Köyün batı girişindeki yerleşimci saldırısının bölge sakinlerince püskürtüldüğünü belirten Salah, İsrail askerlerinin ise bölgede toplanan Filistinlilere göz yaşartıcı gazla müdahale ettiğini aktardı.

Salah, bazı Filistinlilerin müdahale sırasında atılan gazdan etkilendiğini ifade etti.

Filistin resmi ajansı WAFA'ya göre, Yahudi yerleşimciler Nablus'un kuzeyindeki Sebestiye beldesine de baskın düzenledi.

Yerleşimciler, beldenin girişine yakın bölgede bulunan bir oto tamirhanesi ile Filistinlilere ait araçlara zarar verdi.

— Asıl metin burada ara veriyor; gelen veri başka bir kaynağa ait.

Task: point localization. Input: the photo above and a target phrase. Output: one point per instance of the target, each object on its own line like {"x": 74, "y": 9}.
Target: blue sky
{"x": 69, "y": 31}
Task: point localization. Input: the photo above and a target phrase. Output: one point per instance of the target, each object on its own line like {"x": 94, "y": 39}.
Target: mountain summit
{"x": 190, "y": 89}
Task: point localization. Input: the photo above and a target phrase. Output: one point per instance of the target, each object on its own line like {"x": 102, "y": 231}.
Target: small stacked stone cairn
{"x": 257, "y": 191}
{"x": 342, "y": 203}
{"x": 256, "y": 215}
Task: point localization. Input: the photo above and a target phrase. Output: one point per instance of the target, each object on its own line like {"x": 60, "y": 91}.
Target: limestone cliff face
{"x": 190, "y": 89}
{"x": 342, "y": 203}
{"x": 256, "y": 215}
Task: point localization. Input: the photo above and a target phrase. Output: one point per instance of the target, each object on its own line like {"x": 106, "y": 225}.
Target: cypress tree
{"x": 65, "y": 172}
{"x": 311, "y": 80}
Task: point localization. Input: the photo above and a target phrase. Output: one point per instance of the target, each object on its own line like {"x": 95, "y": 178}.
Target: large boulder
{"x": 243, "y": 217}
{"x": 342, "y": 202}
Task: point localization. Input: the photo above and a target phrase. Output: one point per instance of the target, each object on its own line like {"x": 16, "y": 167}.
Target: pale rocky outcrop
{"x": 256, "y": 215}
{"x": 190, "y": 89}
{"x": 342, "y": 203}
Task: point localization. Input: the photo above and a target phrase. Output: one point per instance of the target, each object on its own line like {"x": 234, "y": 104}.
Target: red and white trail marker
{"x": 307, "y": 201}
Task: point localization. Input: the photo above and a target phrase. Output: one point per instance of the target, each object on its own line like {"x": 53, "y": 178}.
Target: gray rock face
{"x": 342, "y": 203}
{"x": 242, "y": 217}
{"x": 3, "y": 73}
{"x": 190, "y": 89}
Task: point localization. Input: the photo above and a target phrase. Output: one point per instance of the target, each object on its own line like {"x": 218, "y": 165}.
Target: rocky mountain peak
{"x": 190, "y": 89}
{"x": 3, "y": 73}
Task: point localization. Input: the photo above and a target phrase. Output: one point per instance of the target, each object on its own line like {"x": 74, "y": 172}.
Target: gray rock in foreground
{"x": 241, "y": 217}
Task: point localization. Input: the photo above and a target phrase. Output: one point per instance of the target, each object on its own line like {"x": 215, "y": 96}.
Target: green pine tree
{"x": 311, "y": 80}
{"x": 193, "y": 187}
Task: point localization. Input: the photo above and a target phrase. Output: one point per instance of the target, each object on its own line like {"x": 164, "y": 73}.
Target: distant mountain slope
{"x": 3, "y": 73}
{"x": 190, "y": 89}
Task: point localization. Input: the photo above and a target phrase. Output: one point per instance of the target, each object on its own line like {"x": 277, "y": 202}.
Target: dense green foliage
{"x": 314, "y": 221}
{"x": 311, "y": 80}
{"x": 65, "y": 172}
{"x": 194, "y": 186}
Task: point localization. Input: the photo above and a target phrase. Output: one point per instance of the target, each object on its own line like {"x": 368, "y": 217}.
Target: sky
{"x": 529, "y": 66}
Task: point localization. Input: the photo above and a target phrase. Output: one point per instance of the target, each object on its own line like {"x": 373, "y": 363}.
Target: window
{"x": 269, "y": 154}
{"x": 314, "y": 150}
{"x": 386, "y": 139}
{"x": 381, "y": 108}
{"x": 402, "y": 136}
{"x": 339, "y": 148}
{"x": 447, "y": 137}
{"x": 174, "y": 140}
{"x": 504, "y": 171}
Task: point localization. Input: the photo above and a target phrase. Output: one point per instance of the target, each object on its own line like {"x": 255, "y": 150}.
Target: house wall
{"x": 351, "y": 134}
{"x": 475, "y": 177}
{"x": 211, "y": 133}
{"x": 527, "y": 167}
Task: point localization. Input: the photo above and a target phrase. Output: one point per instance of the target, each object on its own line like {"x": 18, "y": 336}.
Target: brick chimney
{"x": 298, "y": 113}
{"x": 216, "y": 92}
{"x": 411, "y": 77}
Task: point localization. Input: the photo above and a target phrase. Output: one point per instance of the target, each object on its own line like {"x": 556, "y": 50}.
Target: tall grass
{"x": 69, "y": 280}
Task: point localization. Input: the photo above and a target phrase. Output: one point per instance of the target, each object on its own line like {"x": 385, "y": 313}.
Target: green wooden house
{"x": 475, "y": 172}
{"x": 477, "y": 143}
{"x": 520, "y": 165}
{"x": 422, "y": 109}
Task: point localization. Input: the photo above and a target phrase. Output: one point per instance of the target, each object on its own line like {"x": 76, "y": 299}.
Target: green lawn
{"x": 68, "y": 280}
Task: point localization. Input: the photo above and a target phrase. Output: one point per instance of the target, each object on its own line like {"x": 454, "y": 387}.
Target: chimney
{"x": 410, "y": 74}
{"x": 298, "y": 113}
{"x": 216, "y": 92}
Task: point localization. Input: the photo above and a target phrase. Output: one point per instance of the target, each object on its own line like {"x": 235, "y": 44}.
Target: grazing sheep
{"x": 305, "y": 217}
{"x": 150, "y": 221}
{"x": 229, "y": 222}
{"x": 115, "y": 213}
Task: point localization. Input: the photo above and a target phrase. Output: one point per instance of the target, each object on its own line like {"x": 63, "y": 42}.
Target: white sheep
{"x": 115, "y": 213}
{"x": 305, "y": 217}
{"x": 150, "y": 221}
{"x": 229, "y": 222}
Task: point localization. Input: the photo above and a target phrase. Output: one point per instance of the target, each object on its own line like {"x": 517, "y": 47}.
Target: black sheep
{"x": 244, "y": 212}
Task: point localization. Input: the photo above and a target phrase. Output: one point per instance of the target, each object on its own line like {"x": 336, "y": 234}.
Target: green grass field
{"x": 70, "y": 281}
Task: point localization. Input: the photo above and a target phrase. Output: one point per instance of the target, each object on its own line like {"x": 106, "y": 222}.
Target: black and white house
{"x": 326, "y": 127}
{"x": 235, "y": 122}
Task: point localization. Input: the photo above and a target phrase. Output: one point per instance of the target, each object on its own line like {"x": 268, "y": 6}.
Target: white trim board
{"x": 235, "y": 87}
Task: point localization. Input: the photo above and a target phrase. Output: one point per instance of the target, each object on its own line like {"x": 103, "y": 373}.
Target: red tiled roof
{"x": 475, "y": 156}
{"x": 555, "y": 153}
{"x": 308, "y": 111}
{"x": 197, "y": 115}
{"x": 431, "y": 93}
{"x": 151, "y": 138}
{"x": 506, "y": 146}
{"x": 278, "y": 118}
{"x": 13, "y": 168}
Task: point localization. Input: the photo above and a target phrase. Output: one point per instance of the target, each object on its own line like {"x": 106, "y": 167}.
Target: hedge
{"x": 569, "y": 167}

İsrail Kamu Yayın Kuruluşu (KAN), dün, Nablus kenti yakınlarındaki yasa dışı Homesh yerleşim birimi civarında, Yahudi yerleşimcilerin bulunduğu araca yoldan geçen başka bir araçtan ateş açıldığını olayda bir Yahudi yerleşimcinin öldüğünü, 2 kişinin de yaralandığını bildirmişti.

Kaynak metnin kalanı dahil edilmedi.